Finding strangeness in Columbus, Ohio:

🎧 Listen (4:40)
“When I started painting has to do with how I got here… It was my junior year in high school where I had this one art class – and it was a painting class… I would go after school and ask her [the teacher] to show me how to paint. I got more deep into it… and I really enjoyed it, it was something that was so liberating for me… In Puerto Rico being an artist is so hard because there’s not really any way to make money off of it?… So when I decided to be an artist, my dad suggested I go to Texas… I didn’t realize I could just go you know?… I wanted a change from a small island, I wanted something big and completely different… I applied and got accepted [to CCAD].”
“I have freedom as an artist… It is hard to come up with unique ideas and be consistent. It can be really, really hard, but I’d rather have this type of hard than any other one.
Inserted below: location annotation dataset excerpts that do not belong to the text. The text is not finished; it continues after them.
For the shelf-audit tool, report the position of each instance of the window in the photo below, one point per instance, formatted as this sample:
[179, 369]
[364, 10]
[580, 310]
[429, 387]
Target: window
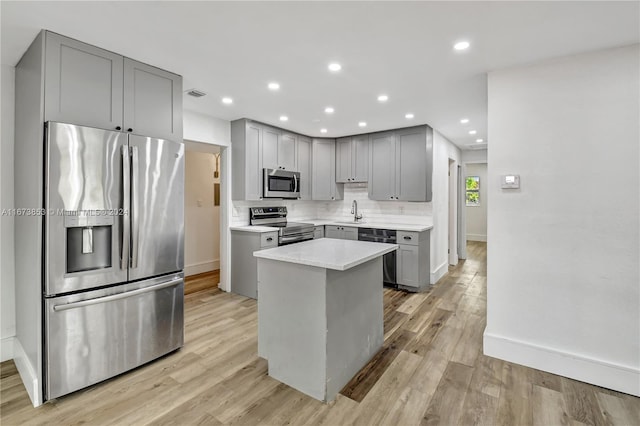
[473, 191]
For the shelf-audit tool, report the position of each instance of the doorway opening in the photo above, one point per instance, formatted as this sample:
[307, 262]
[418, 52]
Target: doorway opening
[202, 211]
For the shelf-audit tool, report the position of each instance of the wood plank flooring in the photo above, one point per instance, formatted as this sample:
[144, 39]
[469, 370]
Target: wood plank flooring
[431, 371]
[199, 282]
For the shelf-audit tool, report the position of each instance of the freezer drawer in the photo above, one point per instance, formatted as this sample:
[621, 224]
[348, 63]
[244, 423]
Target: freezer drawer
[96, 335]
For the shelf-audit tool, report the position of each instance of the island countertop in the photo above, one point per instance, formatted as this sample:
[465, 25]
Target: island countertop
[328, 253]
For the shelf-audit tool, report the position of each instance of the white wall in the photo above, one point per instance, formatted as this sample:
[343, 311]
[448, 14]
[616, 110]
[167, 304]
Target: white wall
[477, 215]
[7, 275]
[563, 269]
[202, 217]
[443, 150]
[206, 129]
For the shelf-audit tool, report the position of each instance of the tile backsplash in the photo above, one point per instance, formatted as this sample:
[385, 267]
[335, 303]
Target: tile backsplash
[372, 211]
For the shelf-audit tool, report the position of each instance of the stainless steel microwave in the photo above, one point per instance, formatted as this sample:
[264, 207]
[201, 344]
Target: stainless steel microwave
[278, 183]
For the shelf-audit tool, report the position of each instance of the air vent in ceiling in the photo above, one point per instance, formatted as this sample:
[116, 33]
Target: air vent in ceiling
[196, 93]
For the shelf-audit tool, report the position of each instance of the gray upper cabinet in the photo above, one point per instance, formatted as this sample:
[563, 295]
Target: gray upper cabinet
[303, 151]
[152, 101]
[382, 165]
[287, 152]
[401, 164]
[83, 84]
[343, 160]
[270, 143]
[323, 171]
[352, 159]
[246, 158]
[89, 86]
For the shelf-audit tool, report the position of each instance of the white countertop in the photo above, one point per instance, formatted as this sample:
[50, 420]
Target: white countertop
[256, 228]
[410, 227]
[329, 253]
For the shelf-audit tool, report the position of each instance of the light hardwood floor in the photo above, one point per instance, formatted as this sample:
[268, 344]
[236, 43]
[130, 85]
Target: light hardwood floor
[431, 371]
[200, 282]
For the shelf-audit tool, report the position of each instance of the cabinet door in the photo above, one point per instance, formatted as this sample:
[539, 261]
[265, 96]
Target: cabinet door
[411, 165]
[332, 231]
[360, 158]
[343, 160]
[270, 142]
[287, 152]
[382, 166]
[407, 265]
[152, 101]
[83, 84]
[323, 177]
[303, 151]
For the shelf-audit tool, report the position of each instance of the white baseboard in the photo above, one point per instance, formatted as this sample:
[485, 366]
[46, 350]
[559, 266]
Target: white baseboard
[201, 267]
[6, 348]
[439, 272]
[28, 374]
[602, 373]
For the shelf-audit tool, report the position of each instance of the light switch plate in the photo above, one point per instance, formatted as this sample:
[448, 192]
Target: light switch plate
[510, 181]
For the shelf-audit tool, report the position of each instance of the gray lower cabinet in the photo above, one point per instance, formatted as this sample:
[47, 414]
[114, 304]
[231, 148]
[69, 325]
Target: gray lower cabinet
[401, 164]
[303, 153]
[89, 86]
[413, 260]
[244, 266]
[352, 159]
[83, 83]
[323, 171]
[341, 232]
[152, 101]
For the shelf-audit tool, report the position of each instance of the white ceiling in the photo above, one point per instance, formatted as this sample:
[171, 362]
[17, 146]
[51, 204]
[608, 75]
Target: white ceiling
[402, 49]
Because it gives me freedom to do whatever I want as long as I stay within the law [laughs].”

“Casting Spells” through art:

🎧  Listen (4:19)
“I really enjoy human interaction and human connection – different types of humans and vibes and energies. Back in Puerto Rico there are so many different kind of people… I put myself in their shoes, go in their wave and just ride it… I like painting energies — how do I paint something that is intangible? I do that through sound, through color, through shape, through form.”
“I’ve been doing this thing recently where I take people that I know and I turn them into landscapes. I use colors that remind me of them and shapes and objects and I add my own symbology to the painting based on what I know about that person. Thinking about it as though I’m almost casting a spell… I’m just trying to uplift through paintings.”
Despierta Boricua (2017)- Santurce, Puerto Rico
“As many know, Puerto Rico in going through a huge crisis- economically, politically, socially and even spiritually. Our deceitful government has led us into a $70 billion debt, which is causing our most educated and talented citizens to rush out of the island to find jobs. Puerto Rico is continually being stripped of its riches, BUT we are blessed to have vast amounts of fertile land and optimal weather conditions. Millennials in Puerto Rico are reawakening to the fact that we must return to the land. It’s our only hope in creating a self-sustaining and sovereign country. 20×10′” (from

Painting the biggest picture:

🎧 Listen (5:43)
“My color palette is very directly influenced by San Juan [Puerto Rico] specifically. Like you walk through old San Juan and you have all these different colored houses, and the beach, and the sun is just reflecting on the grass – and it’s so bright! And there’s all these different bright vivid colors… I feel like there’s no way I can do something muted, it just doesn’t feel right!”
“I’ve discovered that I love doing murals so much more than just painting in studio because of the community aspect of it. There’s the air running through my face and the sun… It’s so invigorating. I also wanted to travel… Everywhere I go I just want to do murals, and I can get paid for it if I do it enough ahead of time.”

Returning to Puerto Rico:

🎧  Listen (3:39)
How do I identify myself? I’m very impulsive, that’s for sure. I do things without thinking of everything involved, but I learn from it… I’m an impulsive problem solver, and an artist, and Puerto Rican. I love Puerto Rico. I have a tattoo on my chest that says “preciosa te llevo dentro,” it’s from a traditional song, and also sang by Marc Antony later. It’s about people leaving Puerto Rico and never coming back because of money or because they got comfortable in the U.S. So this is always a reminder my heart will always be in Puerto Rico and I will always come back. I don’t care where in the world I end up,  I will always come back to Puerto Rico.”